Connections between magnetic resonance imaging of glioblastomas and tumor genetics have previously been described ^{1, 2}. A correlation between the choline concentration as measured with proton magnetic resonance spectroscopy (MRS) and a calcium-sensing receptor expression in breast cancer has also recently been shown ³. The purpose of this study was to find out whether metabolite concentrations obtained by proton MRS are also related to tumor genetics of glioblastomas. Fifteen patients with glioblastomas receiving presurgical proton MRS (2D CSI, PRESS, TR=1.5s, TE=30ms, voxel size 1x1x1.5cm³) were investigated on a 3T system. Quantification was performed by LCModel ⁴, e.g. Figure 1, and ipsilateral/contralateral metabolite ratios were determined. Tumor samples were obtained at a predefined region (contrast-enhancing tumor, controlled by neuro-navigation). RNA was extracted and analyzed by gene-expression array (Affymetrix HuGene 2.0). Positively and negatively correlated genes (r>0.8, p<0.05) were extracted and unsupervised clustered to identify expression-based subgroups. Gene ontology analysis was performed and visualized in networks build by Cytoscape 2.0, Figure 2. Gene-set-enrichment analysis (GSEA) was performed to identify subgroup-specific pathway activation (Figures 3 and 4). All analysis was done in individually designed r-software based pipelines including bioconductor packages. As clinical data, the progression-free survival (PFS) was taken and analyzed by Kaplan-Meier statistics. All p-values given are corrected by false discovery rate.
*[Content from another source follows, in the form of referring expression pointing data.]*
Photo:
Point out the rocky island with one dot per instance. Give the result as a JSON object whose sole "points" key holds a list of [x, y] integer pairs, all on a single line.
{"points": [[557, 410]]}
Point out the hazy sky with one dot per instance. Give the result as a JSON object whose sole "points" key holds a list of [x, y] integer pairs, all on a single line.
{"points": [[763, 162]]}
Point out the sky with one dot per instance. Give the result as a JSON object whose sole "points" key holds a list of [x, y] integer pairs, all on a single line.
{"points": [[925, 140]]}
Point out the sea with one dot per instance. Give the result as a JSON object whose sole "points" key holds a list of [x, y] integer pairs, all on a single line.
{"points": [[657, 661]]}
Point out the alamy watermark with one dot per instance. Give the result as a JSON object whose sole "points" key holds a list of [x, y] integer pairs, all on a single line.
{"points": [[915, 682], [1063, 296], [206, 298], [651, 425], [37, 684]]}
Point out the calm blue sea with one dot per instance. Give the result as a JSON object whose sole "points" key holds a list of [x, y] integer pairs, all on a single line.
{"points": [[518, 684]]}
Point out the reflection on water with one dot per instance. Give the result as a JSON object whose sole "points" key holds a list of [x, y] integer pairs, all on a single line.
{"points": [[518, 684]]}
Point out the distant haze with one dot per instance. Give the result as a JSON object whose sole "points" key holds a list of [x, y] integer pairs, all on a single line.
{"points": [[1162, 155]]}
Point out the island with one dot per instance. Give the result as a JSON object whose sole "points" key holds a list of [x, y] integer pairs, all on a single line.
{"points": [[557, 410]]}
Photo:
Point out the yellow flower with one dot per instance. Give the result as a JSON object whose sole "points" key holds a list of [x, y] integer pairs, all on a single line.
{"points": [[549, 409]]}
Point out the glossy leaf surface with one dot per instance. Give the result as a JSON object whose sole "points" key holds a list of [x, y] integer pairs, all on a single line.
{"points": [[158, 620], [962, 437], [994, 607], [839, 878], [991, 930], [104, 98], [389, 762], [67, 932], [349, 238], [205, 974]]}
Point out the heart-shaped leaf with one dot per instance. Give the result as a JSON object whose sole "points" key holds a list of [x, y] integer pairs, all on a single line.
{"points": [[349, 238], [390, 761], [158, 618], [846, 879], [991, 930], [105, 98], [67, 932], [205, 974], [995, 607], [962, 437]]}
N-acetylaspartate [“NAA”, sum of (NAA +NAAG)] in contrast-enhancing tumor was positively correlated (r=0.45, p<0.05) to progression-free survival. Cluster analysis and Gene Set Enrichment Analysis (GSEA) identified an expression subgroup corresponding to lower NAA signal intensity. This subgroup had a significant enrichment of astroglial genes and pro-oncogenetic pathways as KRAS (p<0.01), JAK/STAT (p<0.01) and EGF (p<0.01). A subgroup with higher NAA signal intensities corresponding to gene expression showed a high enrichment of oligodendrocyte and neural signature genes and activation of pro-apoptotic pathways as p53 (p<0.001). Kaplan-Meier statistics of both subgroups with corresponding low/high NAA signal intensity showed significant PFS differences of both groups (p=0.01, Figure 3).

According to creatine (Cr) in contrast-enhancing tumor, two different subgroups of gene expression could be assigned. Lower Cr was accompanied by an activation of apoptosis, inflammation, and p53 as "the guardian of the genome", whereas higher Cr came along with MYK, PI3K-AKT-mTOR activation as response to necrosis. Survival analysis could not detect any significant difference (p=0.21, Figure 4).

The fact that high levels of NAA correspond to an enrichment of oligo-neural genes is corroborated by the integrative work of Baslow showing oligodendrocytes as target of NAA in a tri-cellular metabolism pathway of NAA and NAAG ⁵.

Creatine comes into the brain by passing the blood-brain-barrier, where Cr transporters (CrT) are expressed and localized in the endothelial cells. Cr is actively transported into the extracellular space by neurons and oligodendrocytes (cells expressing CrT), but not by astrocytes. Besides this specific preference of cells, Cr is also thought to have a neuroprotective effect ⁶.

In conclusion, the gene expression of the investigated glioblastomas is mirrored by the metabolites NAA and Cr, and their abundance to neurons, oligodendrocytes and astrocytes.